Reduce bone resorption by inhibiting enzymes which are essential in the formation, recruitment and function of osteoclasts.
- RANKL.
What is the half life of alendonric acid?
10 years.
This is why, even if someone has stopped taking alendrotnic acid for a number of years, it will still be in their system.
What is denosumab?
Human monoclonal antibody hat binds to RANKL, inhibiting osteoclast activity.
What is the half life of denosumab?
roughly 4-5 months- will be out of the patients system by 9 months time because it does not bind to bind directly.
What are anti-angiogenic drugs?
These drugs target the processes by which new blood vessels are formed and are used in cancer treatment to restrict revascularisation of tumours.
Give some examples of anti-angiogenic drugs?
Bevacizumab
Aflibercept
RTK inhibitor
What factors would make a patient high risk for MRONJ?
Patient has been taking bisphosphonates for more than 5 years.

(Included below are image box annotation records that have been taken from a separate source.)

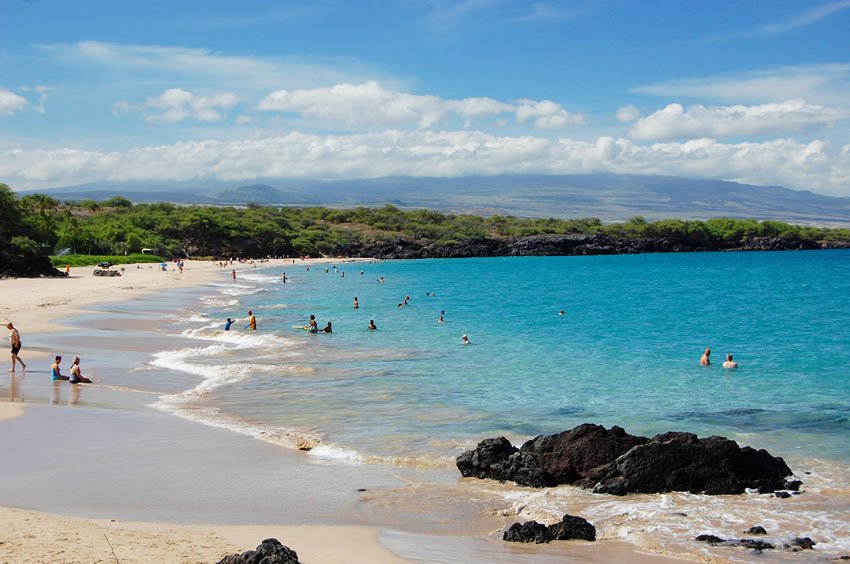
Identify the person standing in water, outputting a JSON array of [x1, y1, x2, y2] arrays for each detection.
[[68, 356, 92, 384], [6, 321, 27, 372], [50, 355, 68, 380]]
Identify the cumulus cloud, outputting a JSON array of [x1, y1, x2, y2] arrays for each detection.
[[0, 130, 850, 196], [614, 104, 640, 123], [516, 100, 584, 129], [114, 88, 239, 123], [0, 88, 29, 116], [258, 81, 584, 129], [21, 84, 60, 114], [634, 63, 850, 107], [629, 100, 850, 141]]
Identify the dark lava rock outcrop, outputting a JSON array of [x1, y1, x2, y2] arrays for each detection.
[[457, 423, 799, 495], [502, 515, 596, 544], [218, 539, 299, 564]]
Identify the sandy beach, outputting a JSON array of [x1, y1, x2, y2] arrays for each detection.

Patient is taking bisphosphonates for cancer treatment.
Patients being treated concurrently with bisphosphonates and glucorticoids.
Patients with a previous history of MRONJ.
If someone has a history of taking bisphonates in the past or Denosumab in the last 9 months, what risk would they allocated to?
Allocated to the risk group as if they were still taking the drug.
Some patients, might not know that they’re on an anti-resorptive or anti-angiogenic drug, what kind of questions would be useful to ask the patient?
Have you been prescribed any medication for your bones?
Do you take a medicine once a week?
Have you ever had a drug infusion for your bones?
Do you take any long term steroid tablets for any condition?
Why is it important to get the patient dentally fit before commencing on these drugs?
You want to minimise the need to have invasive treatment, involving bone, in the future.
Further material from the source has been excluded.